Dodd-Frank limits on counter-party exposures only broaden the number of bailed-in entities, and through a negative network effect, we may have replaced the dangers of potential systemic financial collapse with a financial version of a systemic pandemic.  In medical terms, widespread illness instead of death.  There's obviously an improvement in terms of financial system stability, but not necessarily in the cumulative negative economic impacts of bank failure.  To use an internet connection analogy to illustrate a negative network effect:  too many users ( in this case, losers) can cause congestion and slow the speed of the connection and decrease the usefulness for everyone (impact on the national and world economies).

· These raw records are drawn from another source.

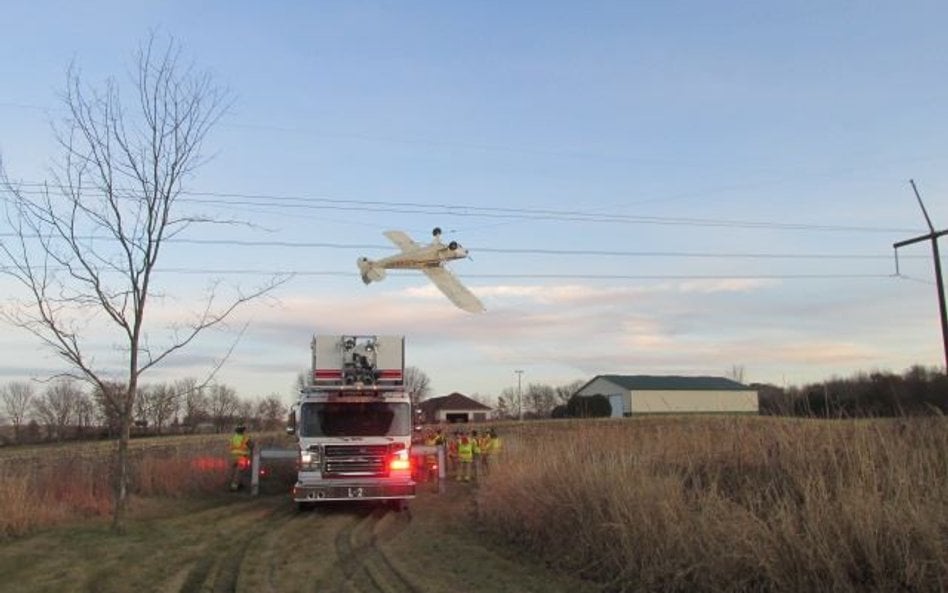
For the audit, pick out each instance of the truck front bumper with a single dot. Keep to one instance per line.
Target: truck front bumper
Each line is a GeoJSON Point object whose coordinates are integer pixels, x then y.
{"type": "Point", "coordinates": [353, 489]}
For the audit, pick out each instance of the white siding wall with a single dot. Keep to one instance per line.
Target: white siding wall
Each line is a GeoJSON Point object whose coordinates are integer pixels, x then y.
{"type": "Point", "coordinates": [607, 388]}
{"type": "Point", "coordinates": [652, 402]}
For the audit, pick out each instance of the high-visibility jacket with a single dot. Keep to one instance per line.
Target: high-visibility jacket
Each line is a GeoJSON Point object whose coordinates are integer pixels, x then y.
{"type": "Point", "coordinates": [495, 445]}
{"type": "Point", "coordinates": [466, 449]}
{"type": "Point", "coordinates": [431, 441]}
{"type": "Point", "coordinates": [239, 445]}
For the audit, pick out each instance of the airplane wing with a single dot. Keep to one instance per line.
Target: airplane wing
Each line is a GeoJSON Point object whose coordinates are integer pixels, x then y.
{"type": "Point", "coordinates": [402, 240]}
{"type": "Point", "coordinates": [453, 289]}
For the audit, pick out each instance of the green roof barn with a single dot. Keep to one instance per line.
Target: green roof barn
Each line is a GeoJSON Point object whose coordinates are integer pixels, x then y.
{"type": "Point", "coordinates": [673, 394]}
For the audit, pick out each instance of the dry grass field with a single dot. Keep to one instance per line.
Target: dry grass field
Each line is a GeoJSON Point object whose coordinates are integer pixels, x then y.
{"type": "Point", "coordinates": [730, 503]}
{"type": "Point", "coordinates": [648, 504]}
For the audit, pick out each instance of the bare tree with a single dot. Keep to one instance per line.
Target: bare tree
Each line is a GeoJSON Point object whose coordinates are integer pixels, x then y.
{"type": "Point", "coordinates": [271, 412]}
{"type": "Point", "coordinates": [540, 399]}
{"type": "Point", "coordinates": [17, 398]}
{"type": "Point", "coordinates": [222, 405]}
{"type": "Point", "coordinates": [564, 392]}
{"type": "Point", "coordinates": [194, 401]}
{"type": "Point", "coordinates": [417, 384]}
{"type": "Point", "coordinates": [512, 402]}
{"type": "Point", "coordinates": [86, 246]}
{"type": "Point", "coordinates": [56, 407]}
{"type": "Point", "coordinates": [736, 373]}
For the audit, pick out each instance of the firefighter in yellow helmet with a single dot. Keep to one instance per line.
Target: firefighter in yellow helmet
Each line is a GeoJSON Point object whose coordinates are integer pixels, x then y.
{"type": "Point", "coordinates": [465, 457]}
{"type": "Point", "coordinates": [240, 447]}
{"type": "Point", "coordinates": [431, 460]}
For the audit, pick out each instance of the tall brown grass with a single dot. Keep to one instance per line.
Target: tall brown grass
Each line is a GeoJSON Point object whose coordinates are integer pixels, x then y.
{"type": "Point", "coordinates": [42, 487]}
{"type": "Point", "coordinates": [729, 504]}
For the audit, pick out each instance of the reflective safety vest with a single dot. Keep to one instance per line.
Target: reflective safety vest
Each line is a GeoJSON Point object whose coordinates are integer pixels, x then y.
{"type": "Point", "coordinates": [431, 458]}
{"type": "Point", "coordinates": [239, 445]}
{"type": "Point", "coordinates": [465, 449]}
{"type": "Point", "coordinates": [495, 445]}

Remember the sub-prime Collateralized Debt Obligations (CDOs).  Risk managers were patting each other on the back because they had sliced and diced these financial instruments and thought they had diversified away the risk by distributing the risk to thousands of investors all over the world.  So instead of a few big losers, the smaller distributed losses dragged down economies all over the globe.

It is the size of the cumulative loss to the bailed-in shareholders, creditors, and uninsured depositors that needs to be reduced in order to limit the economic impacts of bank failure.  That argues for less market share concentration in the market for banking services in the United States and globally.

So it's not that the six-pack of  U.S. mega-banks are Too Big To Fail.  It's not that the TBTF debate is about a glass that is half-empty or half-full.  The underlying problem is that the glass is too big.  If we want to contain the economic damage from the failure of a bank, and limit contagion, the smaller the costs of bank failure, the better.

Of course, there are other relevant issues.  In testimony before the Senate Judiciary Committee, the Attorney General of the United States, Eric Holder said  "But I am concerned that the size of some of these institutions becomes so large that it does become difficult for us to prosecute them when we are hit with indications that if we do prosecute --- if we do bring a criminal charge --- it will have a negative impact on the national economy, perhaps even the world economy.  I think that is a function of the fact that some of these institutions have become too large." 

Set aside the academic economic minutiae-parsing and the tomato tossing by the media and community bank advocates and admit that, even with a Dodd-Frank resolution and orderly liquidation process that works, the overall societal costs of  the failure of a mega-bank continue to be source of high anxiety to most people.  It could be that the globe's largest banks are just too damn big!